(Contains spoilers of the Vampire Diaries book series--run and hide if you don't want to know!)
A couple weeks ago, I had this crazy idea to try reading the Vampire Diaries. One of my friends has been pushing it on me for a while, and the TV show (or at least the actors) is pretty good. So I got book one from the library. And now I'm halfway through the third volume.
I think the first book was my favorite--the writing itself wasn't anything overly special, but after only a few sentences I would have a total mental image of what I was reading. But with vampires, the whole I want to be with you forever, kill me and drink my blood and make me like you! topic inevitably comes up.

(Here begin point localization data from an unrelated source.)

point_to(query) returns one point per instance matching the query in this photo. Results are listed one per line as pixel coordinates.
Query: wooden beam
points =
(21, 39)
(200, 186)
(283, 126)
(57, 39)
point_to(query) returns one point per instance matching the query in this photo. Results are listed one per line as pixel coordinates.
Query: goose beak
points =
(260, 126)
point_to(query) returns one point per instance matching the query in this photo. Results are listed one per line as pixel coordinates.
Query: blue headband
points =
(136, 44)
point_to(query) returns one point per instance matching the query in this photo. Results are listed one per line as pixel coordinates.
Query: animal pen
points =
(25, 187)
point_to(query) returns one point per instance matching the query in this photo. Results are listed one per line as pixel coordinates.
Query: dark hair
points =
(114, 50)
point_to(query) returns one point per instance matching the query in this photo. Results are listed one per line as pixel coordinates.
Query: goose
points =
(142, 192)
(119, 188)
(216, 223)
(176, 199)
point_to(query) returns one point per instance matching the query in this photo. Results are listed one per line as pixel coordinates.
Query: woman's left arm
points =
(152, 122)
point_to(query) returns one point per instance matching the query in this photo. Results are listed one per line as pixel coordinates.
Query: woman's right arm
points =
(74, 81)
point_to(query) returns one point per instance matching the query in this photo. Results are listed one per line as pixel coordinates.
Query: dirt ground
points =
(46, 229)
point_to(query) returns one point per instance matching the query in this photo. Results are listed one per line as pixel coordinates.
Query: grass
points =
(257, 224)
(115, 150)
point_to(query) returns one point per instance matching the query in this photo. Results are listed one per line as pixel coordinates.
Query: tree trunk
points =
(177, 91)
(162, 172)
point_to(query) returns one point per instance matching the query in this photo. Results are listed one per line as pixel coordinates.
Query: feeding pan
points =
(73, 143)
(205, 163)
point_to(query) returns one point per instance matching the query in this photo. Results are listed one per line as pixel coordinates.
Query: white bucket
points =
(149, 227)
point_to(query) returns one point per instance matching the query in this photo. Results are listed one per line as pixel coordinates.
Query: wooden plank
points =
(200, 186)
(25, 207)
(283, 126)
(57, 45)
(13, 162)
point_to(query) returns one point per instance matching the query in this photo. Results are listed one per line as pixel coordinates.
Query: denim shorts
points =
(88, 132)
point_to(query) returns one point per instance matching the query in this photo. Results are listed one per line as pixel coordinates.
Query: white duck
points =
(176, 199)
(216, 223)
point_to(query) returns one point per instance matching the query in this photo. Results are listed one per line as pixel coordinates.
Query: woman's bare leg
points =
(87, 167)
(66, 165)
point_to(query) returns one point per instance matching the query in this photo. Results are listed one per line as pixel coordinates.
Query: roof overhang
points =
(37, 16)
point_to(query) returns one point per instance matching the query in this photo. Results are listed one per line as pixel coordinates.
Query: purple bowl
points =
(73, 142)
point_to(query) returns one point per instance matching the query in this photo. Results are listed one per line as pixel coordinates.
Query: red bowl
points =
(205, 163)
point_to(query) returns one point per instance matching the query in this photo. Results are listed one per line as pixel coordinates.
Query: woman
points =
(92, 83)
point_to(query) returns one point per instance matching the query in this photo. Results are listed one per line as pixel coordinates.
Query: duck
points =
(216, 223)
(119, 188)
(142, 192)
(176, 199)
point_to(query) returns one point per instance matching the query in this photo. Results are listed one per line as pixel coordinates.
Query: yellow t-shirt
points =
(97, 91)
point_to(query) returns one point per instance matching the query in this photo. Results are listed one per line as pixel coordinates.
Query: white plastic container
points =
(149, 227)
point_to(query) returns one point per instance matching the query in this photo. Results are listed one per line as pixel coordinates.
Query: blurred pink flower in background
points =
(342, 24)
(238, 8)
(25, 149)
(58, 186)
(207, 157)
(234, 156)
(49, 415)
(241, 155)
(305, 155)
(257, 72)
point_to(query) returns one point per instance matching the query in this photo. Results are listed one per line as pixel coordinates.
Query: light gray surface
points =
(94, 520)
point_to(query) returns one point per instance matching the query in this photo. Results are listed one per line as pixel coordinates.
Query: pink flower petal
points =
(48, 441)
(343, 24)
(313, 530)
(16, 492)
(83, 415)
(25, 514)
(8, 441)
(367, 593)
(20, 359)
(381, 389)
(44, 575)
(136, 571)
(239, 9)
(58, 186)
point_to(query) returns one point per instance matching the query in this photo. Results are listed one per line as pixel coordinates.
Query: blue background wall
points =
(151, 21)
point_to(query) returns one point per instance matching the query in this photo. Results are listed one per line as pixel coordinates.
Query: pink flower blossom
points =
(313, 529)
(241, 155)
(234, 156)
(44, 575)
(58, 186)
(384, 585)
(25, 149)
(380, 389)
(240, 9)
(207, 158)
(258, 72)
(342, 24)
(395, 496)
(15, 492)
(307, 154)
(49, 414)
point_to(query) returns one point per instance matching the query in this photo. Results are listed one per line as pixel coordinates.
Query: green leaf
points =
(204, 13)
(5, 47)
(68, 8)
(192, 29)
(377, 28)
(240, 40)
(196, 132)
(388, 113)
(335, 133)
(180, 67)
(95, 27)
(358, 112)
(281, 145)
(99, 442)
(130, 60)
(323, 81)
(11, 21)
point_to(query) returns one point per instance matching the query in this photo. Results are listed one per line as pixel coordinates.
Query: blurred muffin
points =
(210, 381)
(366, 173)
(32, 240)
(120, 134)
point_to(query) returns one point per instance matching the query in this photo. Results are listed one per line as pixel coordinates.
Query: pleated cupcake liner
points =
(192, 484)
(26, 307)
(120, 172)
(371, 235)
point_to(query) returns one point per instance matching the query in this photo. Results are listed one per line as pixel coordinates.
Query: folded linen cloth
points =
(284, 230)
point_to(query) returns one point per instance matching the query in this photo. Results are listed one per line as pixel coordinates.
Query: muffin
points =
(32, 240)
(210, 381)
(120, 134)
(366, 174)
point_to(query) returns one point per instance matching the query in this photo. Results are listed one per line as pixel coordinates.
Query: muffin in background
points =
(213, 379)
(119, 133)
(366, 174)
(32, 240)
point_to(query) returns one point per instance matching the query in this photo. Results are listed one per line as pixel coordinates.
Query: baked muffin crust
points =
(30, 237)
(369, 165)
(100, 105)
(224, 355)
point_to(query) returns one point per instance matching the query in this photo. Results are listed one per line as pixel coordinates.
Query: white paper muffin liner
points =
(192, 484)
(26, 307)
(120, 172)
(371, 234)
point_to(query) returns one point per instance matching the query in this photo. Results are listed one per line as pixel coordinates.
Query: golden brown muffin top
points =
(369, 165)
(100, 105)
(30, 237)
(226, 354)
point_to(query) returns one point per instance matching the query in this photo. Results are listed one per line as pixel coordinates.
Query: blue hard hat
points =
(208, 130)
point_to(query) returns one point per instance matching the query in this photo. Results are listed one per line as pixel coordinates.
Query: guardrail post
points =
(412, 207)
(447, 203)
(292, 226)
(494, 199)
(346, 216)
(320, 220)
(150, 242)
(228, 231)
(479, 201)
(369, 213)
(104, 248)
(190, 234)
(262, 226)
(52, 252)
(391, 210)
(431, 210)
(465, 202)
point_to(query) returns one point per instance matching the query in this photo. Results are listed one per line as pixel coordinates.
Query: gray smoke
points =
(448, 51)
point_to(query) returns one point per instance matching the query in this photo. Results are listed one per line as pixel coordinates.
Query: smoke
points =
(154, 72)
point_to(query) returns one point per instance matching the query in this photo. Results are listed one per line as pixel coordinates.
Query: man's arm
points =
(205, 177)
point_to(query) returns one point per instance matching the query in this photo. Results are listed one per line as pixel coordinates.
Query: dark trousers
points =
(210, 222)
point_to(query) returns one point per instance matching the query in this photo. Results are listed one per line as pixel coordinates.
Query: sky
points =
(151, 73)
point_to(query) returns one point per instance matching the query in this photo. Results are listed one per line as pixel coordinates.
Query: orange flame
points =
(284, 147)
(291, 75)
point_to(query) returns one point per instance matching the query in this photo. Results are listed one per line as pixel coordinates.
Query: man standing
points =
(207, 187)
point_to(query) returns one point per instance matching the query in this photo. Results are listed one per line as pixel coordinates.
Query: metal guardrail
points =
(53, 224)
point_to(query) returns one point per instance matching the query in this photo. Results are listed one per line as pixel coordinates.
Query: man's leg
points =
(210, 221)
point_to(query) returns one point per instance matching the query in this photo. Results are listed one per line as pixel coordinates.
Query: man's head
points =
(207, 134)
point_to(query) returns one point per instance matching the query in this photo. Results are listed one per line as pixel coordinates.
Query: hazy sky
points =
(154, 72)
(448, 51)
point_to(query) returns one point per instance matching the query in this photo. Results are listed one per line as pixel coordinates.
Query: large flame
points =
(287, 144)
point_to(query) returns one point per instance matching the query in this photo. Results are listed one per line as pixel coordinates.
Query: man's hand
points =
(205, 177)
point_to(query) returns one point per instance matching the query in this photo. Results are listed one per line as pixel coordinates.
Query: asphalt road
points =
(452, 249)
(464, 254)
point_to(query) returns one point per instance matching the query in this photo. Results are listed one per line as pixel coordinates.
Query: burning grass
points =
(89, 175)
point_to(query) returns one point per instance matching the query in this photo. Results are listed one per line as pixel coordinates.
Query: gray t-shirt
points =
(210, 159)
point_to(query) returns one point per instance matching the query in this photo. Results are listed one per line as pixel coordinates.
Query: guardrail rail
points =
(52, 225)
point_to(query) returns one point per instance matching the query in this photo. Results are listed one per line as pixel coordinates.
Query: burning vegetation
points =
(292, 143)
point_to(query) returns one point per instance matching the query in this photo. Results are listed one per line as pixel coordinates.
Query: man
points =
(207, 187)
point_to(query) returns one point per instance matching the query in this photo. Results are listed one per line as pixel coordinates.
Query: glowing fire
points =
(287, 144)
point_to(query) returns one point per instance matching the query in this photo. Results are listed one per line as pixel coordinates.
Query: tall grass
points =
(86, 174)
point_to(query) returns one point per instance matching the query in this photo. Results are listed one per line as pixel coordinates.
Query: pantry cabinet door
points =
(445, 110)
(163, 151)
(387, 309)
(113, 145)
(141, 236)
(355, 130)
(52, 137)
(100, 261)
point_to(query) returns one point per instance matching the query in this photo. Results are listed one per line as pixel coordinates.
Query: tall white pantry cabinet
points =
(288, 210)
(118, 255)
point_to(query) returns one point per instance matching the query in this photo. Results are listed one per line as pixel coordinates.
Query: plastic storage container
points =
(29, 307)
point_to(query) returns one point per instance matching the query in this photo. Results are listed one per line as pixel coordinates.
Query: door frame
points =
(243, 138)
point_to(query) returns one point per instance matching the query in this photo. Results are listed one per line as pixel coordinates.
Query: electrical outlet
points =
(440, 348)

I think death has a special place in YA and fiction in general. I know a lot of people have complained about the lack of parents in YA. I personally don't mind, but I think that death has to affect your characters in a way that almost nothing else can. I've also read a lot of blog posts and articles that explicitly say you can't kill your characters at the beginning of the book. It just doesn't work.
When your characters die, they become something else--something that readers don't connect with nearly as much. This is true for me, anyways. In the vampire diaries, Elena (the MC) not only dies and becomes a vampire--she dies again, this time for good. But then she comes back as a child-like spirit thing. And then she turns into her old, human self.
Is your head spinning, too?
Not only is confusing to keep all the characters and their states of life-or-death straight, it makes it really difficult to connect to Elena when her personality keeps changing. To me, death in fiction is like the ultimate plot twist. It should be used only when absolutely necessary, it should affect everyone else to the very core of their being, and, once death happens, you can't back out of it.